A while back, I listened to the unabridged audiobook by Jonah Lehrer Proust Was a Neuroscientist. I have to say this was one of the densest books that I have ever read (er, listened to). Lehrer is a graduate of Columbia University, has studied at Oxford as a Rhode Scholar, and has worked under a famous neuroscientist. So, his credentials and intellectual prowess are extremely impressive. In this book, Lehrer examines discoveries about the brain made by 8 different artists (e.g., Cezanne on vision/sight, Proust on memory) that preceded findings by neuroscientists by many decades.  He draws connections between these artists and the findings of neuroscience in an elegant and detailed way.

Now, it is obvious that Lehrer is a brilliant guy. He was quite young (26, I believe) when Proust Was a Neuroscientist was published (2007). He is also the author of How We Decide (2009) which I blogged about and absolutely loved.
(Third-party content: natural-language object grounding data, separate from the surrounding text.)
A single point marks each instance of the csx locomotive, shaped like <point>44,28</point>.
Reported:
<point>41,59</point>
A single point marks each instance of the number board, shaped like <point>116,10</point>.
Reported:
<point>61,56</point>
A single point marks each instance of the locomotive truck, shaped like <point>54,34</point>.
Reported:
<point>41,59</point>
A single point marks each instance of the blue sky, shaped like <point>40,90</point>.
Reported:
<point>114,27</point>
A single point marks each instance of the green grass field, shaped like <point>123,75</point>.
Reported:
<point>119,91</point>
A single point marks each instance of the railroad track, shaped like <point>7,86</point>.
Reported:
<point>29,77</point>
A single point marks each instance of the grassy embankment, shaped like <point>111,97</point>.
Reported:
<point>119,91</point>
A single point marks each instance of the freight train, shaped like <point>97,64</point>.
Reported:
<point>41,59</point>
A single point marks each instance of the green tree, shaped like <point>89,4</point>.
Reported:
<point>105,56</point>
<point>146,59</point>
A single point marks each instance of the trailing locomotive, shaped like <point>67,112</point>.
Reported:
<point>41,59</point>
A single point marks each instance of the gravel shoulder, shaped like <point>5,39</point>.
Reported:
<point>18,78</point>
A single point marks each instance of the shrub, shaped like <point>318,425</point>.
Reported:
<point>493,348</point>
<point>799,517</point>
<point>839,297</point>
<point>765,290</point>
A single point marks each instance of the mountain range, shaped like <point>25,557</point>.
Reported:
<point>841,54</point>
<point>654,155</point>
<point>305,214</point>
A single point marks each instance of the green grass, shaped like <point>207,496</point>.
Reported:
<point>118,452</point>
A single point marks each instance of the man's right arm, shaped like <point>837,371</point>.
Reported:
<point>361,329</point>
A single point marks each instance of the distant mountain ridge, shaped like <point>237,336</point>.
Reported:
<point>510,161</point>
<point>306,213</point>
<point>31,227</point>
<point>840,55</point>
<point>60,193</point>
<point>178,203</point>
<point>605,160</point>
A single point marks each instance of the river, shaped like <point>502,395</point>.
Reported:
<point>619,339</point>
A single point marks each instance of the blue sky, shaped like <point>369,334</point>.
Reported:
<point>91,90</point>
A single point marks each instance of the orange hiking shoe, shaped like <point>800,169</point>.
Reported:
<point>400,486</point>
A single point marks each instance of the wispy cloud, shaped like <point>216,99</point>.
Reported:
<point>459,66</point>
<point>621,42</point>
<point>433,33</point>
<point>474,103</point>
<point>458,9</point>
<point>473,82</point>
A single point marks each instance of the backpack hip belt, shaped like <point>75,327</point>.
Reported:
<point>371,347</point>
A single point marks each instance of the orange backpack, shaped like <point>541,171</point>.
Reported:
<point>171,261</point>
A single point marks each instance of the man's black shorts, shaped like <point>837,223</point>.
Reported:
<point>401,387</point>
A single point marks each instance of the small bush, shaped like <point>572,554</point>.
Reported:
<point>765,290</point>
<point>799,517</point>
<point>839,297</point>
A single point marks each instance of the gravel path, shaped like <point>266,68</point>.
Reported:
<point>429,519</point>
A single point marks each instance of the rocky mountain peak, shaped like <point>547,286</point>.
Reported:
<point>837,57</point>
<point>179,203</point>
Proust Was a Neuroscientist, while fascinating, is less accessible than How We Decide. If the topic sounds interesting to you, then I recommend that you read it…but be prepared for its density. I do want to talk about is one aspect of memory that Lehrer elucidated in this book that I found rather funny and ironic.

Unlike most people during his time (and even for decades after), French novelist Marcel Proust viewed memory as a process and not a repository. Thus, we are very unlike computers in this way. Our past experiences are not etched within our brains as if in stone. The encoding of information, even in the very moment, is filtered and shaped by many variables (e.g., our attention, our emotions, whether we are hungry or injured). Similarly, our recollection of events, experiences, and information becomes further reshaped by later experiences, our mood, suggestions, situational factors, and so on. Thus, every time we remember an experience, the recollection is re-encoded and changed during the process.

So, what is the best way to keep our memories pristine…to keep them more pure and less tainted by the host of variables? Why, it is to not recall those memories! This is the irony about memory that I find so amusing and thought it was worth sharing. Remember, preserve those great memories…don’t ever remember them again!

2 Comments

  1. sandy

    Hi Mike, Nice blog! Website looks great, too. I recall reading something similar, though watered down, that memories tend to get re-shaped and filtered by our most recent recollection of the event. Which explains why the fish gets bigger with each retelling. Fascinating stuff.